Explain when you would use: asyncio, threading, multiprocessing when developing a fast api app, which acts as a proxy for LLM inference.
Sorry for the novel—I got kind of into this question.
LLM inference is a miracle of our age, but when it comes to talking to it, it’s just an API that pends for awhile and send you back some data. That means we need to treat it like any other high-latency API. Hence, we can abstract away the LLM-ness of this problem and just ask ourselves if what we’re building is real-time, near real-time (streaming), or batch.
Most of the time, we’re probably going to want to use asyncio for real-time and streaming middleware APIs, regardless of the service they’re proxying. The benefit of this tool is that it operates in a single thread, suspending tasks while they pend. This means that we can use single-core pods/VMs in our deployment, which gives us better control over scaling. IIRC, all the modern API frameworks support some form of cooperative multitasking, but FastAPI is the one that supports Python’s native asyncio. This is because Flask (which uses gevent) and Tornado (which uses something else) came of age when Python’s native asyncio was pretty bad and the syntax for coroutines was even worse. Full disclosure that I haven’t had occasion to think about this scenario in a few years.

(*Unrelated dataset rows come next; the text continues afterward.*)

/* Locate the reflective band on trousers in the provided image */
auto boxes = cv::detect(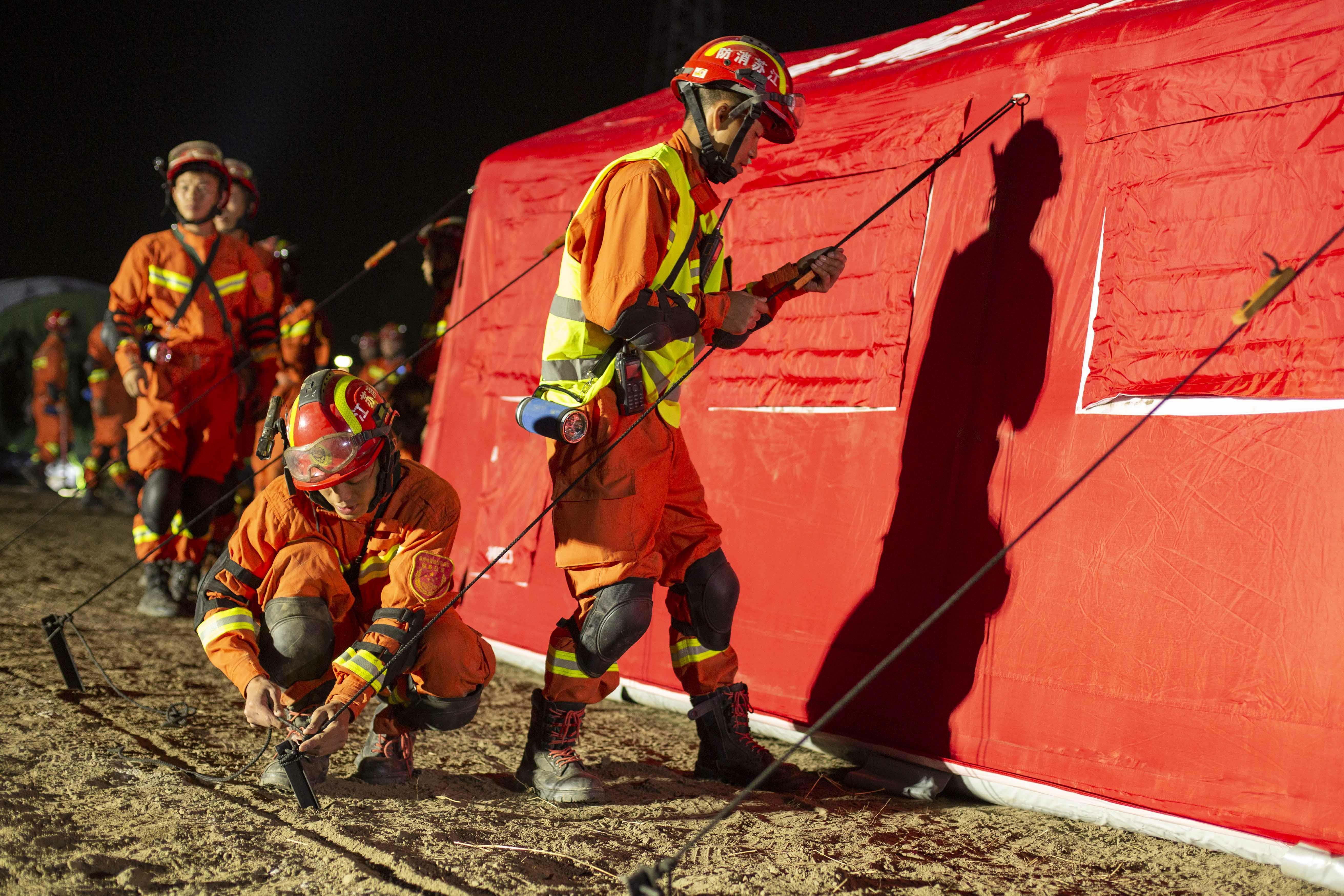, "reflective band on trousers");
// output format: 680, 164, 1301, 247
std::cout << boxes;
542, 144, 723, 426
546, 647, 621, 678
672, 638, 723, 669
332, 647, 387, 693
130, 525, 168, 544
196, 607, 257, 647
280, 317, 313, 338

Multiprocessing is fantastic for batch processing, because it spawns completely independent Python interpreters for each batch. And since each process is independent, it’s trivial to use it alongside asyncio, which is fantastic for when we need to make tons of 3rd-party API requests and our task is simple enough to keep on one machine. I actually ran into this exact situation while I was at Etsy. They had a job that was using 500 (almost totally idle) Apache Beam workers making queries to a vector database. I replaced them with just one, and achieved higher throughput. The downside is that you need to serialize (pickle) your state when you fork and then again when you merge.

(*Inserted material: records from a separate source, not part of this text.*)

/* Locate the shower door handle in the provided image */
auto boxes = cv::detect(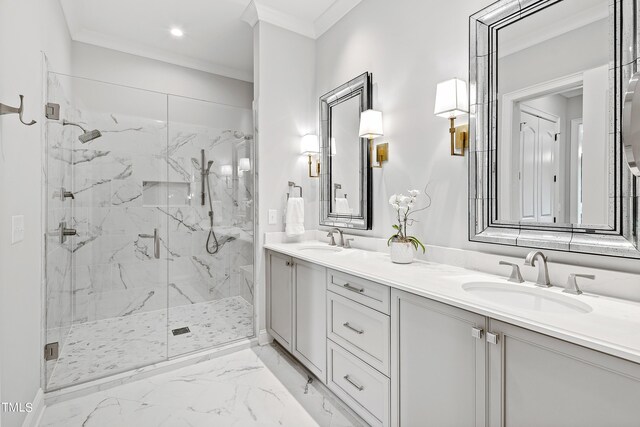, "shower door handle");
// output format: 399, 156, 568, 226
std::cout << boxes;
138, 228, 160, 259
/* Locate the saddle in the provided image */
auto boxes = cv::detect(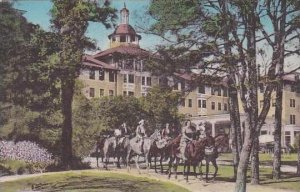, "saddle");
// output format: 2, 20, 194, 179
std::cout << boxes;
204, 146, 216, 155
155, 139, 168, 149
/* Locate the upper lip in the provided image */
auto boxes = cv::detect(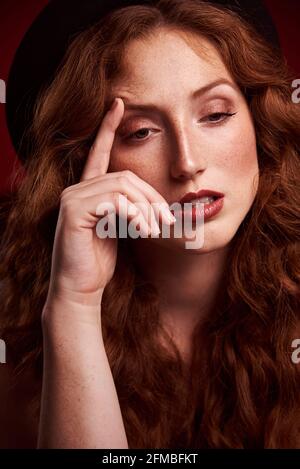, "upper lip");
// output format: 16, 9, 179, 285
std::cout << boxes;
179, 189, 224, 204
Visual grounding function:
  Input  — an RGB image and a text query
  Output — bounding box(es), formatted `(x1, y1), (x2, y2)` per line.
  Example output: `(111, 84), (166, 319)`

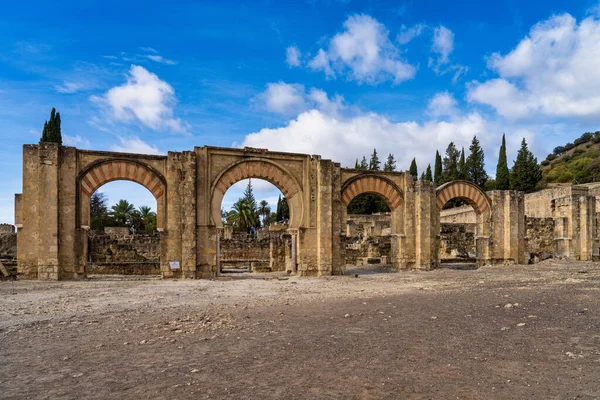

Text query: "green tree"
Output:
(433, 150), (443, 186)
(495, 134), (510, 190)
(90, 192), (110, 230)
(383, 153), (396, 172)
(275, 195), (282, 222)
(510, 138), (542, 193)
(227, 197), (258, 231)
(458, 147), (467, 179)
(425, 164), (433, 182)
(281, 197), (290, 220)
(369, 149), (381, 171)
(109, 199), (135, 227)
(438, 142), (460, 185)
(258, 200), (271, 225)
(138, 206), (157, 233)
(358, 156), (369, 170)
(40, 107), (62, 144)
(467, 136), (488, 187)
(408, 158), (419, 181)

As for threading, I’ll be honest: in almost 18 years of writing Python, I have almost never found it to be the right tool. Technically, you can use it to create some interesting flows involving shared state that could theoretically outperform asyncio or multiprocessing in terms of wall clock time. But between debugging complexity and GIL issues, this has almost never been worth it. I say “almost” because I vaguely remember rigging up some complicated thing involving alarms and timers, but I don’t recall what.

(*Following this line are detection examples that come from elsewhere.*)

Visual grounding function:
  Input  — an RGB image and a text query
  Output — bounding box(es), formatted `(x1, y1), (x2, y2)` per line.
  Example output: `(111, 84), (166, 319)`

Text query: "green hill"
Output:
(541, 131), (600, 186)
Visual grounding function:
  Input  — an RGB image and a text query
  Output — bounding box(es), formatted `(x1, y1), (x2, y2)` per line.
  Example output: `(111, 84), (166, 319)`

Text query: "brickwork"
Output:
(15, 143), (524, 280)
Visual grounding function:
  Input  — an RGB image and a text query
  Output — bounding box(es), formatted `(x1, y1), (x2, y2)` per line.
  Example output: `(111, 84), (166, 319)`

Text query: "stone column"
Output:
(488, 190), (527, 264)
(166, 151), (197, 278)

I understand that the latest release of Python makes the GIL optional. I have not looked into this at all, in part because the complexity and bug risk is still there. Here’s the way I look at it: if you are so performance sensitive that you need to think about threads, you should probably be looking at writing this piece of your infra in a systems language like Go or Rust. If it needs tight integration into Python, you could write it in C. In any of those scenarios, it will probably be less painful to maintain.
Note that for batch workloads, you can trivially switch between multiprocessing and threading by using concurrent.futures, which is by far my preferred way to work with either of those. By yielding the results as they complete, you can transparently parallelize a piece of your code and hand it to any downstream code that expects an iterator.